Pour autant, il existe des solutions alternatives comme l’inertage par vitrification qui détruit totalement l’amiante via une torche à plasma. Ce procédé n’est pratiqué que par une seule entreprise en France située dans les Landes et qui ne traite que 6000 à 8000 tonnes chaque année, dérisoire face aux besoins nationaux. D’autres procédés sont expérimentés mais le secteur privé n’investit que très peu, faute de rentabilité.

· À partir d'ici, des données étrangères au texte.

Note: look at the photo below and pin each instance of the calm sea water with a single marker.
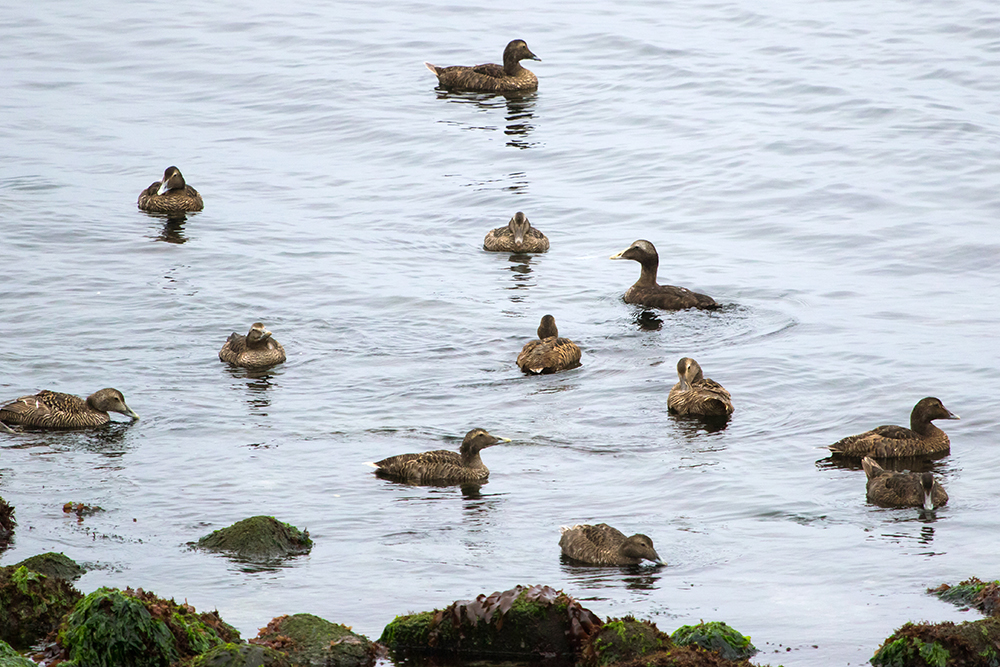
(828, 170)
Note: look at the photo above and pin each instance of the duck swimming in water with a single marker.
(647, 292)
(491, 78)
(442, 465)
(603, 545)
(698, 395)
(517, 236)
(902, 489)
(549, 353)
(255, 350)
(171, 195)
(55, 410)
(921, 438)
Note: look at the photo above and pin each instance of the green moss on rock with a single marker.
(715, 636)
(259, 538)
(311, 641)
(53, 564)
(31, 605)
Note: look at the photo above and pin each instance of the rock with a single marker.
(31, 605)
(715, 636)
(311, 641)
(259, 538)
(53, 564)
(521, 622)
(111, 627)
(941, 645)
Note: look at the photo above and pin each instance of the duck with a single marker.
(549, 353)
(646, 291)
(603, 545)
(516, 236)
(56, 410)
(491, 78)
(902, 489)
(696, 394)
(442, 466)
(171, 195)
(921, 438)
(255, 350)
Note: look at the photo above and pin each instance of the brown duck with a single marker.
(647, 292)
(696, 394)
(922, 437)
(171, 195)
(55, 410)
(255, 350)
(604, 545)
(442, 466)
(517, 236)
(491, 78)
(902, 489)
(549, 353)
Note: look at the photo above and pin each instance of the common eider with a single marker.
(171, 195)
(922, 437)
(491, 78)
(255, 350)
(442, 466)
(549, 353)
(696, 394)
(53, 409)
(902, 489)
(603, 545)
(646, 291)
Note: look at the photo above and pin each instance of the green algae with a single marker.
(259, 538)
(715, 636)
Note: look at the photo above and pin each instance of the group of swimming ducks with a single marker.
(693, 394)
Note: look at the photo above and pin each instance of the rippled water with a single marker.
(828, 170)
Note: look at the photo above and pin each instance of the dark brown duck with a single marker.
(921, 438)
(517, 236)
(549, 353)
(442, 466)
(55, 410)
(603, 545)
(696, 394)
(647, 292)
(255, 350)
(902, 489)
(491, 78)
(171, 195)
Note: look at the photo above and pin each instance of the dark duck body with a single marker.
(698, 395)
(517, 236)
(902, 489)
(171, 195)
(647, 292)
(442, 466)
(491, 78)
(55, 410)
(603, 545)
(255, 350)
(549, 353)
(921, 438)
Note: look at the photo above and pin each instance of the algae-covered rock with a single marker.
(110, 627)
(942, 645)
(535, 621)
(715, 636)
(31, 605)
(259, 538)
(11, 658)
(53, 564)
(981, 595)
(241, 655)
(311, 641)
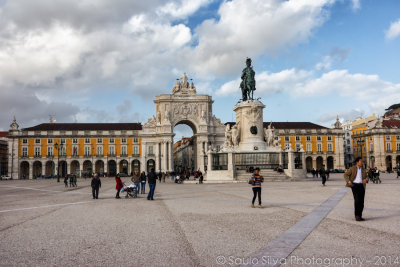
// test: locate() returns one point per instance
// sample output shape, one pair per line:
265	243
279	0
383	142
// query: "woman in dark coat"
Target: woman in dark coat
119	185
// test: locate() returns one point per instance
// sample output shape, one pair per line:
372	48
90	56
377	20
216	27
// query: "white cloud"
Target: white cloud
356	4
394	30
251	28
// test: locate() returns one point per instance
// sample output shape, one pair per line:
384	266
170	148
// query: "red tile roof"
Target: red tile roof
391	123
85	127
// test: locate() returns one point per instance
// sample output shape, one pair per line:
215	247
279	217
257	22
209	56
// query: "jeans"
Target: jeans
359	194
137	187
151	192
143	188
257	191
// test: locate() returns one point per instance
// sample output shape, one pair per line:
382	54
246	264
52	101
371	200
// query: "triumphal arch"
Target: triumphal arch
182	106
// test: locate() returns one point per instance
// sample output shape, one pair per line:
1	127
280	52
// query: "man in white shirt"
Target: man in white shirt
356	178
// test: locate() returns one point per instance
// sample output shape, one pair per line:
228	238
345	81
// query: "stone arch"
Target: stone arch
151	164
135	166
37	169
330	163
99	167
62	168
388	161
75	168
24	167
112	168
87	168
320	162
123	166
49	169
309	163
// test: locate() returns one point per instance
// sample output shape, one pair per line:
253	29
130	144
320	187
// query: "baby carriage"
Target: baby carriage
131	191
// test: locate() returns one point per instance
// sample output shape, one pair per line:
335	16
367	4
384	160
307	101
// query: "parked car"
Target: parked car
5	177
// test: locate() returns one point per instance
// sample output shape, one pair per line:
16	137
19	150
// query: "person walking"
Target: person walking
256	179
322	173
136	180
356	178
151	178
118	185
143	182
96	185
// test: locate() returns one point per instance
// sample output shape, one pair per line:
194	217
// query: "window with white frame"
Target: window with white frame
87	150
50	151
111	150
135	150
319	147
330	147
37	151
75	151
123	150
24	151
308	147
99	150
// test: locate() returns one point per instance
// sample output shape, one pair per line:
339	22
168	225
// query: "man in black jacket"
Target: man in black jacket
96	184
151	178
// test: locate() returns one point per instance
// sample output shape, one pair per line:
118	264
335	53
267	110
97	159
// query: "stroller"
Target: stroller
131	191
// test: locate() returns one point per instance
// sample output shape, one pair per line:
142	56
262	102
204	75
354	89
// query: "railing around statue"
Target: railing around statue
298	160
266	160
219	161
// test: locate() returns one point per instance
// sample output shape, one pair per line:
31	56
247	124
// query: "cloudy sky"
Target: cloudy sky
105	61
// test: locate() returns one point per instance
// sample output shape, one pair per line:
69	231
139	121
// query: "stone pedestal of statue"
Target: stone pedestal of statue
249	123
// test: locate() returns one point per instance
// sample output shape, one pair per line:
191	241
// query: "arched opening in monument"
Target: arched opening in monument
37	169
87	168
99	167
123	167
112	168
62	168
320	162
24	170
75	168
389	163
330	163
136	166
49	169
309	164
185	147
150	165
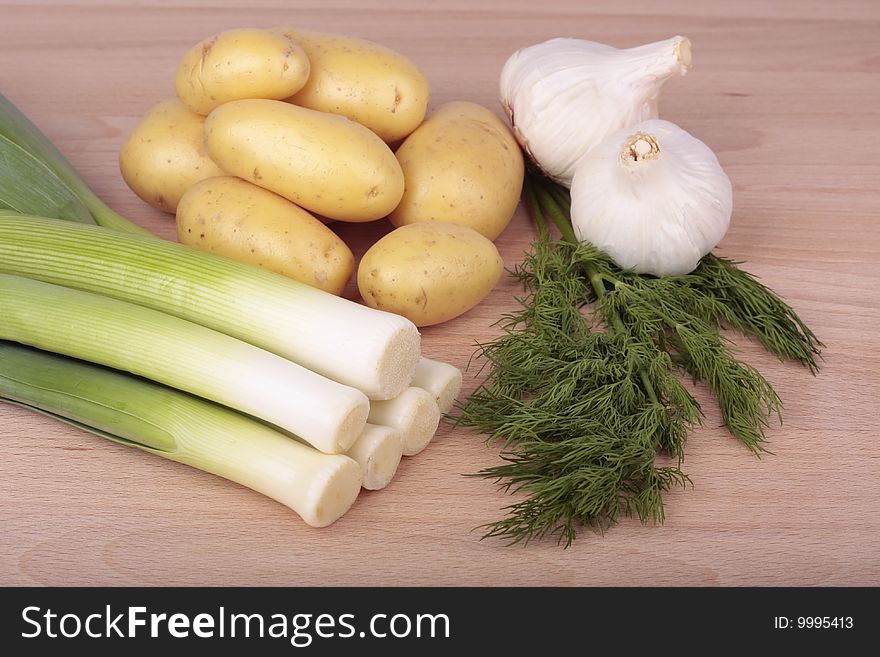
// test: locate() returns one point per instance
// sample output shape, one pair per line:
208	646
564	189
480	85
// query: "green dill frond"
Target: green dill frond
582	386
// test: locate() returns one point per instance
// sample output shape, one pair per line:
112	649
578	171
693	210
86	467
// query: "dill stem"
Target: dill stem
552	201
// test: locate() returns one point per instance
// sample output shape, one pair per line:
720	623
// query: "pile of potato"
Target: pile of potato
277	132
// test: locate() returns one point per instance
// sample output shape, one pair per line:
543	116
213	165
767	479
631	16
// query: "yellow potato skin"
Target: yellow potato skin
365	81
237	219
430	272
244	63
323	162
462	166
165	155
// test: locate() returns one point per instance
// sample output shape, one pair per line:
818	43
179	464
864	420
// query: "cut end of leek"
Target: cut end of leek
333	491
414	413
378	451
442	380
183	428
350	426
397	362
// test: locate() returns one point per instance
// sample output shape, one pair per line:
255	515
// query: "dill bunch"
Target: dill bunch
583	388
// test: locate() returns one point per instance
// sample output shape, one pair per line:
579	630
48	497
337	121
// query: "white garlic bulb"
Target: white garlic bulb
653	197
564	96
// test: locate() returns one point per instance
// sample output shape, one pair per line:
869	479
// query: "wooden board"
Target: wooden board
788	95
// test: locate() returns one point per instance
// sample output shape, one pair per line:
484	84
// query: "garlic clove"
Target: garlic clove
563	96
653	197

Un pôle public pour surmonter l’inertie du privé
Alors devant cet enjeu de santé publique que le secteur privé est incapable d’adresser, les sénateurs communistes « demandent un investissement important de la part des pouvoirs publics, seuls capables de répondre aux enjeux sanitaires et environnementaux et de garantir l’intérêt général ». Pour cela, ils proposent la création d’un pôle public d’éradication des déchets contenant de l’amiante « qui interviendra dans toute la chaîne du processus de désamiantage, de la collecte des déchets jusqu’à leur élimination ».
Ce pôle public permettrait de produire une cartographie affinée de la présence d’amiante sur le territoire, chose qui n’existe curieusement pas actuellement alors que l’amiante est, aujourd’hui encore, la première cause de décès liés au travail (hors accidents de travail). Ce pôle, sous forme d’établissement public à caractère industriel et commercial (EPIC), serait un puissant levier pour démultiplier le processus d’inertage par vitrification et relancer la recherche.
« La vie humaine n’a pas de prix »
Répondant à un plan d’action national d’éradication de l’amiante, le financement du pôle public sera déterminé par les lois de finances. Un coût certain pour les comptes publics, mais à mettre en perspective avec le coût de l’exposition des travailleurs à l’amiante et aux conséquences désastreuses pour l’environnement. Des coûts résumés en une phrase par le sénateur Alexandre Basquin, « La vie humaine n’a pas de prix ».